Question

The angular momentum and the energy of the electron in the second Bohr’s orbit are respectively

• A. \( \frac{h}{\pi} \) and -13.6 eV
• B. \( \frac{2h}{\pi} \) and -1.5 eV
• C. \( \frac{h}{\pi} \) and -3.4eV
• D. \( \frac{h}{2\pi} \) and - 3.4 eV
• E. \( \frac{2h}{\pi} \) and -3.4 Ev

Hint:

Memorize the energy levels of Hydrogen for quick calculations:
\(n=1 \to -13.6 \text{ eV} \)
\(n=2 \to -3.4 \text{ eV} \)
\(n=3 \to -1.51 \text{ eV} \)
\(n=4 \to -0.85 \text{ eV} \)

Answer 1

The Correct Option is C

Step 1: Understanding the Concept:
Bohr’s model of the atom quantizes both the angular momentum and the energy levels of electrons in hydrogen-like atoms.

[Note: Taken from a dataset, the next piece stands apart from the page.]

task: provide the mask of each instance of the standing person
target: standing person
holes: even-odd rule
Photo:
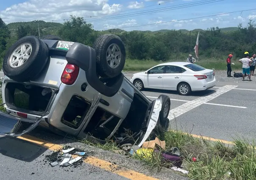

Step 2: Key Formula or Approach:
1. Angular momentum (\(L\)): \( L = n \frac{h}{2\pi} \)
2. Energy (\(E\)): \( E_n = -\frac{13.6}{n^2} \text{ eV} \)

Step 3: Detailed Explanation:
For the second Bohr orbit, the principal quantum number \(n = 2\).

Calculating Angular Momentum (\(L\)):
\[ L = 2 \times \frac{h}{2\pi} = \frac{h}{\pi} \]

Calculating Energy (\(E\)):
\[ E_2 = -\frac{13.6}{2^2} = -\frac{13.6}{4} = -3.4 \text{ eV} \]

Comparing with the options, Option (C) provides both values correctly.

Step 4: Final Answer:
The angular momentum is \(h/\pi\) and the energy is -3.4 eV.